Simulation Hypothesis: Living In The Matrix? Tech Billionaires Funding Research To Get Out
Tech billionaires’ latest obsession — outside of suing websites into oblivion and attending odd, expensive festivals in the desert — is apparently one that gripped the country in 1999. The bad news: We’re all just living in the Matrix. The good news: According to a New Yorker story this week, a couple of tech billionaires are secretly funding research to break us out. (One can only assume Keanu Reeves is onboard the project as a consultant.)
Jokes aside, the idea is called the simulation hypothesis and it’s growing in popularity with the Silicon Valley nouveau-riche, as well as in idiosyncratic corners of Reddit. The New Yorker piece by Tad Friend was centered on Sam Altman, CEO of the “startup accelerator” Y Combinator, but took a detour into Matrix territory.
Wrote Friend: “Many people in Silicon Valley have become obsessed with the simulation hypothesis, the argument that what we experience as reality is in fact fabricated in a computer; two tech billionaires have gone so far as to secretly engage scientists to work on breaking us out of the simulation.”
The two billionaires from the New Yorker profile are left unnamed, but there is one tech billionaire who has publicly addressed the theory — SpaceX/Tesla CEO, and real life Tony Stark, Elon Musk. In fact, he thinks it’s highly unlikely we’re not in some form of simulation.
“There’s a one in billions chance we’re in base reality,” Musk said at the Recode Code Conference in June.
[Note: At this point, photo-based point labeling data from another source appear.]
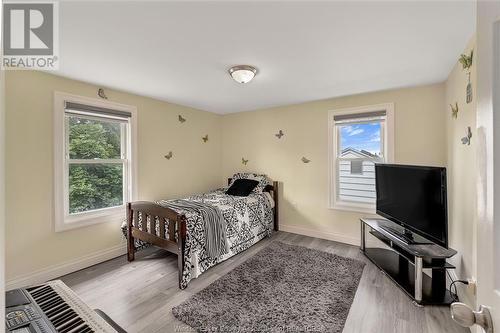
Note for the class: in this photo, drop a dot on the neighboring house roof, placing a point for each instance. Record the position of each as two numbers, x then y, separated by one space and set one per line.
357 153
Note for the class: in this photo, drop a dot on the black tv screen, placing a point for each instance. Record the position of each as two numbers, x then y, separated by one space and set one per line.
414 197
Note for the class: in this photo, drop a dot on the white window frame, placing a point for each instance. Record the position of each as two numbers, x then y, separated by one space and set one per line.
388 145
62 219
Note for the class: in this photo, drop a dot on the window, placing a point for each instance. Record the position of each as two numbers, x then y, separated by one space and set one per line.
93 159
359 138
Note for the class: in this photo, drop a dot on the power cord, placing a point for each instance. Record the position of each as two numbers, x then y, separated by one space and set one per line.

“The strongest argument for us being in a simulation, probably being in a simulation is the following: 40 years ago, we had pong, two rectangles and a dot,” Musk added. “That is what games were. Now 40 years later we have photorealistic 3D simulations with millions of people playing simultaneously and it’s getting better every year. And soon we’ll have virtual reality, augmented reality, if you assume any rate of improvement at all, the games will become indistinguishable from reality.”